No Nuclear Terrorism


Nuclear terrorism is all hype – it’s not based on data

Gertz and Lake 10 (Bill - a reporter covering foreign policy and international developments for The Washington Times, Eli - Washington Times Staff Writer, http://www.washingtontimes.com/news/2010/apr/14/obama-says-terrorist-nuclear-risk-is-growing/, AD: 6/28/10) jl

The Obama administration is warning that the danger of a terrorist attack with nuclear weapons is increasing, but U.S. officials say the claim is not based on new intelligence and questioned whether the threat is being overstated.

President Obama said in a speech before the 47-nation Nuclear Security Summit, which concluded Tuesday, that "the risk of a nuclear confrontation between nations has gone down, but the risk of nuclear attack has gone up."

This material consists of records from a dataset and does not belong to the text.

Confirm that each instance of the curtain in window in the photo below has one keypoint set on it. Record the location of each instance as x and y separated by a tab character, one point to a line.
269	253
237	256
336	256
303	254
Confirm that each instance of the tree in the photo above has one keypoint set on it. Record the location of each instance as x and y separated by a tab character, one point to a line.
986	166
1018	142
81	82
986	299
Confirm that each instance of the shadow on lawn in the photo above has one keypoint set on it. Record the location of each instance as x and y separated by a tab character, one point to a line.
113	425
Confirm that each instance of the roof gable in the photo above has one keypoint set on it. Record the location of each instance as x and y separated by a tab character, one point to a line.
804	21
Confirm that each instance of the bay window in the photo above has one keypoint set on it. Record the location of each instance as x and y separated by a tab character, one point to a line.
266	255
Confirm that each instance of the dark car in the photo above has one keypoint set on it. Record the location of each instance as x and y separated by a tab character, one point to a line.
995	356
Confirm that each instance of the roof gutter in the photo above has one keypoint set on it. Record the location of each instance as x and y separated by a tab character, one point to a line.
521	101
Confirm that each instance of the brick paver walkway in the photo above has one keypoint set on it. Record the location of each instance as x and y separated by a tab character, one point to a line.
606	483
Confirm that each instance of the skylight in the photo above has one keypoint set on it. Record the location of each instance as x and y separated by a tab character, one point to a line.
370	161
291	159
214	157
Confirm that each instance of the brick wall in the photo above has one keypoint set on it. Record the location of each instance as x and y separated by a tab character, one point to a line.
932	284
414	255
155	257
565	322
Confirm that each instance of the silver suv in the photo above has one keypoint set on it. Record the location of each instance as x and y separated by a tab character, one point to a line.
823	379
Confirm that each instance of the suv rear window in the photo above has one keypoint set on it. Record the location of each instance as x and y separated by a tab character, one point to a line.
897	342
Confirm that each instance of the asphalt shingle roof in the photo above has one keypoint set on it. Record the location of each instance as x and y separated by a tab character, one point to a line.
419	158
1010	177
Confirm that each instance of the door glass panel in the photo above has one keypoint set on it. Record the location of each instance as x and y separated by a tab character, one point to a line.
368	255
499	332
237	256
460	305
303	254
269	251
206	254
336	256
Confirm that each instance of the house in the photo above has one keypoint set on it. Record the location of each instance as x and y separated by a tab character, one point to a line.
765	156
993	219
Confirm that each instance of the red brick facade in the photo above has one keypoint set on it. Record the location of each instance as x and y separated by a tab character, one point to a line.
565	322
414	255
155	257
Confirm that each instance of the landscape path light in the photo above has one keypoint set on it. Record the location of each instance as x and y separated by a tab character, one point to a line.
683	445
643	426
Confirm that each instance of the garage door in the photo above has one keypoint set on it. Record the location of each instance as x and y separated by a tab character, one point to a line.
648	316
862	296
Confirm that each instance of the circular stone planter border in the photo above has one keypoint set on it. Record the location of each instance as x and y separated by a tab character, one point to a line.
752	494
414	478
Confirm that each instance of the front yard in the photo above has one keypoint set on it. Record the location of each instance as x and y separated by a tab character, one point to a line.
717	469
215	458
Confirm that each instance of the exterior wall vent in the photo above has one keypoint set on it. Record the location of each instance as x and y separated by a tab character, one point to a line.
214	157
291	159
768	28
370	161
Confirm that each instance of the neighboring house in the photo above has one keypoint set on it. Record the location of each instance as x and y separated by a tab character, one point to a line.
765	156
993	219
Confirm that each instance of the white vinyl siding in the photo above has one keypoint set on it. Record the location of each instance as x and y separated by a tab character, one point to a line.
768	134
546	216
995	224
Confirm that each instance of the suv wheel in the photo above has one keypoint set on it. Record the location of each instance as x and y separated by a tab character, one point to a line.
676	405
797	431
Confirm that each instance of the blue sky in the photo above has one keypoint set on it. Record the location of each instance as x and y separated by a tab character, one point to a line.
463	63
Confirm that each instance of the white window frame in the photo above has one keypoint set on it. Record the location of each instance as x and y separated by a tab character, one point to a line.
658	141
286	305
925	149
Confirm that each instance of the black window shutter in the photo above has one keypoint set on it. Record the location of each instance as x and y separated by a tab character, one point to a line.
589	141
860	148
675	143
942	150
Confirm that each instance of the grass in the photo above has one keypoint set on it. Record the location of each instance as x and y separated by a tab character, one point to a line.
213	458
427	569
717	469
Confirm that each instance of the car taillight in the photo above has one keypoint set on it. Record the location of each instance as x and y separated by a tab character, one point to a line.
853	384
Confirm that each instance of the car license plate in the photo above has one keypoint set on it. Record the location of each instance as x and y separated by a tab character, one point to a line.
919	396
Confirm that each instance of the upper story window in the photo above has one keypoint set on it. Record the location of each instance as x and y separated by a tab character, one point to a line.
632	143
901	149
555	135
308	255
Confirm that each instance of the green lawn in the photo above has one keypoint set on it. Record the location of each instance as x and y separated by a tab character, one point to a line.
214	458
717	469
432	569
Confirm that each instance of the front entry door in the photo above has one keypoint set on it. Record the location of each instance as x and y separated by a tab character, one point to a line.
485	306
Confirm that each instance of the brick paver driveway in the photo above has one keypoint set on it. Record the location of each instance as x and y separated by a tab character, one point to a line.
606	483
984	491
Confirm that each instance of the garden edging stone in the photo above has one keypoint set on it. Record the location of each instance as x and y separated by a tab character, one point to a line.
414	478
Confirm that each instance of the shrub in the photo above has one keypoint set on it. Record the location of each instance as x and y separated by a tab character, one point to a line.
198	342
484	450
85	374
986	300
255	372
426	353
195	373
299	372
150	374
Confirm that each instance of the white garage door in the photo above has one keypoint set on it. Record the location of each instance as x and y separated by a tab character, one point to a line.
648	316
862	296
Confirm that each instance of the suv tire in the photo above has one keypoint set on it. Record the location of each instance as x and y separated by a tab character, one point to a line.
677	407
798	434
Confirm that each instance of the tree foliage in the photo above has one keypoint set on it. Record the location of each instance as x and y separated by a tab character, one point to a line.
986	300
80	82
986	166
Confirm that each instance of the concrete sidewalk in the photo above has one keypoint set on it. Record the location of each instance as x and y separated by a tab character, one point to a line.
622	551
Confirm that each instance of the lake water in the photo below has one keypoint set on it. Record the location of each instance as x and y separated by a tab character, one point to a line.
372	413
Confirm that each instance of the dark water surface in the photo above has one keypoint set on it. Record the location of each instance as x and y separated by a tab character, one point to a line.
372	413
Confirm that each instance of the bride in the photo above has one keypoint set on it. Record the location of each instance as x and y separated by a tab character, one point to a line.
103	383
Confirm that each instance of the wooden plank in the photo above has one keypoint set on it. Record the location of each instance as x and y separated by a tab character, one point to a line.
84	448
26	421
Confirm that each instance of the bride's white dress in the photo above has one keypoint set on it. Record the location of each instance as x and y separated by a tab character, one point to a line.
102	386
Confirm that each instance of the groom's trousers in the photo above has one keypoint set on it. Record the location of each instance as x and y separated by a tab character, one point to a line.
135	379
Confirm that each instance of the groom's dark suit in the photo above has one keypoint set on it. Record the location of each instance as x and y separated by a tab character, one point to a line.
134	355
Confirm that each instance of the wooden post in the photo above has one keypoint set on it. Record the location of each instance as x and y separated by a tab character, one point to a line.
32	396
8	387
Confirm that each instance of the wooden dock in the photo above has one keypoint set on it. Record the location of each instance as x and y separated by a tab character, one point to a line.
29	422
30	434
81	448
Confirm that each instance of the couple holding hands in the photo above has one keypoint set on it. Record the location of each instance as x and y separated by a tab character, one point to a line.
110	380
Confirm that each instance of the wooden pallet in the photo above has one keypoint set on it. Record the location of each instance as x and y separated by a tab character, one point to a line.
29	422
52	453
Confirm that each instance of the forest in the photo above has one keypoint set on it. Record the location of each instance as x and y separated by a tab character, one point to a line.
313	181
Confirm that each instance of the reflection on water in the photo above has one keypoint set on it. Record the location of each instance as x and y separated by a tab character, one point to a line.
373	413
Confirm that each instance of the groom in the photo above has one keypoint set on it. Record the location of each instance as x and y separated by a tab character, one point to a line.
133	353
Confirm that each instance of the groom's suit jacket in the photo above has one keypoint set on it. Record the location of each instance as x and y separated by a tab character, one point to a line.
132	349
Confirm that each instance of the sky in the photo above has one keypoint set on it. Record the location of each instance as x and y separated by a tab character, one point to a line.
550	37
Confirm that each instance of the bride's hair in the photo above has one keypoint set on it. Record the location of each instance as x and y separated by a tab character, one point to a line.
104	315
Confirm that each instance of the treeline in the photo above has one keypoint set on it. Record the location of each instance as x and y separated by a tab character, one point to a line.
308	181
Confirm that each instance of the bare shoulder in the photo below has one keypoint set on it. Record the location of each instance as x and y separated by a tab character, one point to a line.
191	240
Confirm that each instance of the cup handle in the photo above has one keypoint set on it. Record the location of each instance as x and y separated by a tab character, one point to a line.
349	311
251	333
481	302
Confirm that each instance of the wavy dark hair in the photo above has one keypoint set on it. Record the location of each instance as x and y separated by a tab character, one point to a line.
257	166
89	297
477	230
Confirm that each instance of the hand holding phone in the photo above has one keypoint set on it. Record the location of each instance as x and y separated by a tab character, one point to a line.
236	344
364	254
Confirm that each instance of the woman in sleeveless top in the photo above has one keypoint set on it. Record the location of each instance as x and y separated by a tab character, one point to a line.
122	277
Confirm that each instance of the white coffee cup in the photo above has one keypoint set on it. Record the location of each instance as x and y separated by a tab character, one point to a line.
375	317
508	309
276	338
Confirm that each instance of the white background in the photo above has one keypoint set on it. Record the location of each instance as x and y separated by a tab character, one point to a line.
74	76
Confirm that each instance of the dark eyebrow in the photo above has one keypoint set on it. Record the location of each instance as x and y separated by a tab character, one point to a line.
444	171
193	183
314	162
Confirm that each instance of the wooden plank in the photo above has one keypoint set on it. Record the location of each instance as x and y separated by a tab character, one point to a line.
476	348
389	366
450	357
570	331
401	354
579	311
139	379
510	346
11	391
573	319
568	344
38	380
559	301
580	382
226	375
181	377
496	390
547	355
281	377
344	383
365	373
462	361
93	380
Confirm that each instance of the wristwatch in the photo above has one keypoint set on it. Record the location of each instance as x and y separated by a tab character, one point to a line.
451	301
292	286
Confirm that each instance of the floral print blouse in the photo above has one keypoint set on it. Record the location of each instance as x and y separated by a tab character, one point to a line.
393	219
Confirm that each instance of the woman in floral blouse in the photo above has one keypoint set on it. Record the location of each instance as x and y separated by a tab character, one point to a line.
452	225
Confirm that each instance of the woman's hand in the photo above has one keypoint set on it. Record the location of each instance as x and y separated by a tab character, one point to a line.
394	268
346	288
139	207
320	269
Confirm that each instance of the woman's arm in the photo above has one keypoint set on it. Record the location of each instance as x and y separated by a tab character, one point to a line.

The two-day meeting concluded with an agreement by participants to take steps to prevent non-state actors like al Qaeda from obtaining nuclear weapons, either through theft of existing weapons or through making their own with pilfered nuclear material.

The joint statement called nuclear terrorism one of the most challenging threats to international security and called for tougher security to prevent terrorists, criminals and others from acquiring nuclear goods.

But Henry Sokolski, a member of the congressional Commission on the Prevention of Weapons of Mass Destruction Proliferation and Terrorism, said that there is no specific intelligence on ongoing terrorist procurement of nuclear material.

"We were given briefings and when we tried to find specific intelligence on the threat of any known terrorist efforts to get a bomb, the answer was we did not have any."